# Extract data from PubMed

This notebook shows how to extract information from PubMed records. We will extract:

1. Publication title
2. Publication year
3. Full names of authors
4. Affiliation of each author

By applying minor code modifications, additional information can be extracted, such as keywords or even the full abstract.

The starting point is a small **example list** containing 3 pubmed ids.

The ending point will be a network where **research institutes** and **publications** are the nodes, while the edges connecting them hold the details about **authors** and their **affiliations**. 

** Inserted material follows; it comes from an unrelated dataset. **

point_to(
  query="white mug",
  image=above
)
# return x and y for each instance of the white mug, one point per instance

-----------------------------------------------------------------------------------

### 1. Import packages, define functions and variables

In [None]:
import xml.etree.ElementTree as ET
from urllib.request import urlopen
import pandas as pd

counter = 0     # Used to compute the 'contribution score' when merging edges in code block [4]
edges = dict()

example_list = ['26046436', '32963239', '28793255']

In [None]:
# Get the normalized institute name from affiliation
def getInstitute(affiliation):
    if 'Burnham' in affiliation:
        return 'Sanford Burnham Prebys';
    elif 'Scripps' in affiliation:
        return 'The Scripps Research Institute';
    elif 'Salk' in affiliation:
        return 'Salk Institute'
    elif 'University of California' in affiliation:
        return 'UC San Diego'
    elif 'La Jolla Institute for Allergy and Immunology' in affiliation:
        return 'LJIAI'
    else:
        return 'Other'

### 2. Extract information from PubMed element tree

In the last part of this block of code, we merge all the edges in the **edges** dictionary that have the same source and target nodes and add the merge count to the dictionary. This will reduce the number of edges between a given instute and a given publication to 1.

In [None]:
edge_idx = {}

for item in example_list:
    efetch = "http://eutils.ncbi.nlm.nih.gov/entrez/eutils/efetch.fcgi?&db=pubmed&retmode=xml&id=%s" % (item)
    handle = urlopen(efetch)
    data = handle.read()
    root = ET.fromstring(data)
    
    for article in root.findall("PubmedArticle"):
        pmid = article.find("MedlineCitation/PMID").text
        year = article.find("MedlineCitation/Article/Journal/JournalIssue/PubDate/Year")
        if year is None: year = 'NA'
        else: year = year.text
        aulist = article.findall("MedlineCitation/Article/AuthorList/Author")
        title = article.find("MedlineCitation/Article/ArticleTitle")
        
        for author in aulist:
            if author.find('AffiliationInfo'):
                last_name = author[0].text
                fore_name = author[1].text 
                affiliation = author.find('AffiliationInfo')[0].text
                if "San Diego" in affiliation or 'La Jolla' in affiliation:
                        institute = getInstitute(affiliation)
                        
                        # Merge edges and compute the 'contribution score'
                        lookupKey = pmid + '_' + institute
                        if lookupKey in edge_idx:
                            oldRec = edges[edge_idx[lookupKey]]
                            newRec = (oldRec[0],oldRec[1],oldRec[2] + ', ' + fore_name[0] + ' ' + last_name,oldRec[3],oldRec[4],oldRec[5], oldRec[6]+1)
                            edges[edge_idx[lookupKey]] = newRec
                        else:
                            edges[counter] = (pmid, title.text, fore_name[0] + ' ' + last_name, affiliation, year, institute, 1)
                            edge_idx[lookupKey] = counter
                            counter += 1
                        

### 3. Create Pandas Dataframe

In [None]:
df = pd.DataFrame.from_dict(data = edges,
                            orient='index',
                            columns = ['pmid', 'title', 'author', 'affiliation',
                                       'year', 'institute', 'contribution score'])
df

### 4. Create NiceCX network from Pandas

Here we create a NiceCX network using the Pandas dataframe from the previous step.
When creating the network, we specify what Pandas columns to use as source and target nodes, source and target node attributes as well as edge attributes. We also define a default edge interaction.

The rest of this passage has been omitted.